Noor Salman, 31, began sobbing with joy when she was found not guilty of charges of obstruction and providing material support to a terrorist organization, WKMG reported.

Salman was married to Omar Mateen when he attacked the Pulse nightclub. Police killed him after the massacre.

Prosecutors said Salman and her husband scouted out potential targets together — including Disney World’s shopping and entertainment complex — and she knew he was buying ammunition for his AR-15 in preparation for a jihadi attack.

She knew he had a sick fascination with violent jihadi videos and an affinity for Islamic State group websites and gave him a “green light to commit terrorism”, prosecutors said.

Defence attorneys described her as an easily manipulated woman with a low IQ saying Salman, who was born in California to Palestinian parents, was abused by her husband who cheated on her with other women and concealed much of his life from her.

Attorney Charles Swift argued there was no way Salman knew Mateen would attack the Pulse nightclub because even he did not know he would attack it until moments before the shooting.

His intended target was the Disney Springs complex, prosecutors said.

“It’s a horrible, random, senseless killing by a monster,” Mr Swift said during closing arguments. “But it wasn’t preplanned.

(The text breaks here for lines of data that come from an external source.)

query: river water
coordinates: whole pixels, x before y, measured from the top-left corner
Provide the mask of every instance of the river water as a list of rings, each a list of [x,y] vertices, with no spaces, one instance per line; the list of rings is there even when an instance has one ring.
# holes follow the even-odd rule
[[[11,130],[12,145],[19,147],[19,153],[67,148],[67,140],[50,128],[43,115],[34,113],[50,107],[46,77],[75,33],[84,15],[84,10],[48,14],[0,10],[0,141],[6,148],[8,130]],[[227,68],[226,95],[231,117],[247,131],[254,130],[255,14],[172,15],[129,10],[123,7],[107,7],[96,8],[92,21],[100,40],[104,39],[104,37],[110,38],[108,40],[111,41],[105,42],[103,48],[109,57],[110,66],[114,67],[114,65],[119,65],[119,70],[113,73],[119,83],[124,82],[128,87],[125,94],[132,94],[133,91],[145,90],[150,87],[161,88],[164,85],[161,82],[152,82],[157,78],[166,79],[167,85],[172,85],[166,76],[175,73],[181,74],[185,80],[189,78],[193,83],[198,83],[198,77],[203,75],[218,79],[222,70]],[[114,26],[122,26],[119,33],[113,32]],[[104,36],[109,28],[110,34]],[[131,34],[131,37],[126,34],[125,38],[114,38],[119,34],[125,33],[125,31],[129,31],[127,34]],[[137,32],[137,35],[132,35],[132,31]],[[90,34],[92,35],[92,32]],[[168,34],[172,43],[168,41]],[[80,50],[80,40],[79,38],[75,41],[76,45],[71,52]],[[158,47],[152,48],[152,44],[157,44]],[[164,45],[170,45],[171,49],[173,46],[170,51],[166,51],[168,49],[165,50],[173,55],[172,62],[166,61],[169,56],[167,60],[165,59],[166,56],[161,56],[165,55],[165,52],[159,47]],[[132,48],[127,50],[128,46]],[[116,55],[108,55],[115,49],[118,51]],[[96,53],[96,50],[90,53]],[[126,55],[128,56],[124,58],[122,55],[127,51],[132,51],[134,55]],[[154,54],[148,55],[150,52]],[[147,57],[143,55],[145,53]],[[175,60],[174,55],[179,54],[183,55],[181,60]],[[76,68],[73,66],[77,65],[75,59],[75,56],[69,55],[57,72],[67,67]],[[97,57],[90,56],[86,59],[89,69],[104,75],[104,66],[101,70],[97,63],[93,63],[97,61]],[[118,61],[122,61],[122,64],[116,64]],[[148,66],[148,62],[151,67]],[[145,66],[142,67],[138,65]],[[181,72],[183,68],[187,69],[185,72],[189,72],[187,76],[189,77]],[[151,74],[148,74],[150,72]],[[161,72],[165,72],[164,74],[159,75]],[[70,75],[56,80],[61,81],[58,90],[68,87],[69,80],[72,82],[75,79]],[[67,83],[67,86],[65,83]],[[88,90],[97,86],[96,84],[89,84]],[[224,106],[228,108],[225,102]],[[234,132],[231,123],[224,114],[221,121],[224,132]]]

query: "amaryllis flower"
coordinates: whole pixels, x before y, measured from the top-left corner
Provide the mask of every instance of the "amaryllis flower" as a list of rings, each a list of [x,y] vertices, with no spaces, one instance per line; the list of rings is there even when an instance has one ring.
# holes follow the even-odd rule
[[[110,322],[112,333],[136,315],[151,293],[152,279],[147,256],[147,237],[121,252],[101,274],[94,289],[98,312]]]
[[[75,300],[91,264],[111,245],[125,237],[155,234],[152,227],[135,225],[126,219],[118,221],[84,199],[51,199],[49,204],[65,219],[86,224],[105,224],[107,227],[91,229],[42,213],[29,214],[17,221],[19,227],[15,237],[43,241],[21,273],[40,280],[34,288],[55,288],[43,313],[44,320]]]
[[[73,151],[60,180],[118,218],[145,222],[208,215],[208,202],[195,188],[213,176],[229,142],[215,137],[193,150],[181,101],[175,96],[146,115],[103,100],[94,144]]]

The importance to this case is that if he didn’t know, she couldn’t know.”

Salman’s statement to the FBI in the hours after the attack appeared to play a key role in the case.

In the statement, Salman said over “the last two years, Omar talked to me about jihad”.

She claimed her husband did not use the internet in their home, but he did, prosecutors said.

Salman told investigators Mateen had deactivated his Facebook account in 2013, but they found he had an account up until the month of the shooting — and was friends with his wife.

She said her husband only had one gun when he had three, and he was not radicalised, they said.

Mateen had pledged allegiance to the Islamic State group before he was killed.

Salman also advised Mateen to lie to his mother when she inquired about his whereabouts on the night of the shooting, prosecutors said.

Charles Swift, defence attorney for Noor Salman, pacing outside Orlando Federal Courthouse (Red Huber/Orlando Sentinel/AP)
Charles Swift, defence attorney for Noor Salman, pacing outside Orlando Federal Courthouse (Red Huber/Orlando Sentinel/AP)

Jurors asked to review the statement more closely a couple of hours into their deliberations and the judge obliged, printing off copies for them.

During the trial, prosecutors said Mateen, who was born in New York to Afghan immigrants, intended to attack Disney World’s shopping and entertainment complex by hiding a gun in a stroller but became spooked by police and instead chose the gay club as his target.

Assistant US Attorney Sara Sweeney showed surveillance video of the Disney Springs complex that captured Mateen walking near the House of Blues club in the hours before the Pulse attack.

In it, he looks behind him at police officers standing nearby before deciding to leave.

“He had to choose a new target,” she said.

Salman’s attorney took the jury through the hours of her life before the attack.

She called a friend and her uncle in California, saying she was coming to visit and Mateen would be joining them.

She talked with her in-laws, ate at Applebee’s and texted Mateen. He did not respond. She later went on Facebook, read a book and then texted Mateen again.

“You know you work tomorrow,” she wrote.

He responded: “You know what happened?”

She replied: “What happened?”

Then he sent his last text: “I love you babe.”

Salman did not testify in her defence.